Camping out in Market Square one evening will be nothing compared to what kids in Uganda experience every night.
So say local participants in the April 29 Global Night Commute, who will gather in the center of Pittsburgh and 130 other cities around the world ... part of an effort to publicize the plight of Ugandan children who travel from villages to urban centers every night to avoid being kidnapped into the rebel Lord's Resistance Army. Invisible Children, the group sponsoring the event, is named after the Invisible Children documentary chronicling the Uganda situation.
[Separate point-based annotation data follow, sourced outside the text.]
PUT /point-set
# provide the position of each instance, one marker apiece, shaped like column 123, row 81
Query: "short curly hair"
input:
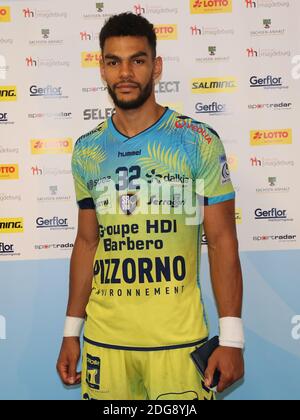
column 128, row 24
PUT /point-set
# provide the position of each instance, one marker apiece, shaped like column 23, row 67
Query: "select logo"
column 210, row 6
column 51, row 147
column 8, row 93
column 5, row 14
column 90, row 59
column 12, row 225
column 270, row 137
column 9, row 171
column 214, row 85
column 166, row 32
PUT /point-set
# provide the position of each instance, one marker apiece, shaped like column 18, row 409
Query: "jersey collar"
column 116, row 133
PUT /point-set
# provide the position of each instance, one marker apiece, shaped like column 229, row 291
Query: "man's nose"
column 125, row 70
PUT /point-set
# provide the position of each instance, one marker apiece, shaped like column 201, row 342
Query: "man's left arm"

University of Pittsburgh senior Alison West, of Mount Lebanon, is helping to organize many student groups to spend the night Downtown. She says 200 people are already signed up from such groups as Amnesty International, STAND (Students Taking Action Now Darfur), FORGE (Facilitating Opportunities for Refugee Growth and Empowerment) and Ambassadors for Christ, which has many African members. Some in the participating groups will journey the next morning to Washington, D.C., where they will join a national march urging the U.S. to take stronger action against the Sudanese engaged in genocide in that country's Darfur region (see News Briefs, April 19, "Darfur: Think Globally, Act Federally").
"It's not a pure protest movement" but inspires people to work for change in the African countries experiencing troubles, says Commute participant Eric Hartman. Hartman is a Pitt doctoral student in the Graduate School of Public and International Affairs and lectures in the College of General Studies' Public Service program. He's headed this summer to Uganda and Zambia, which contain camps housing refugees from war in Congo: There, he'll interview what he sees as a growing number of American volunteers concerned about, and actually helping in, African countries.
Lisa Dougan, a Grove City College senior who will join the Market Square encampment, is part of that movement. After seeing a campus screening of Invisible Children in February, she and about 40 other students have been meeting informally to see where they can help. Dougan plans to work in Africa after graduation. In the meantime, the group has been raising funds for an educational and mentoring program for Ugandan children. Their largest fund-raising move is a concert at nearby Slippery Rock University on April 28.
While Hartman says it's too early to conclude whether the Uganda and Darfur movements represent a surge in activism centered around Africa, any lack of national attention to these issues, he believes, can be chalked up to "the classic American problem ... total disinterest in things going on outside your backyard."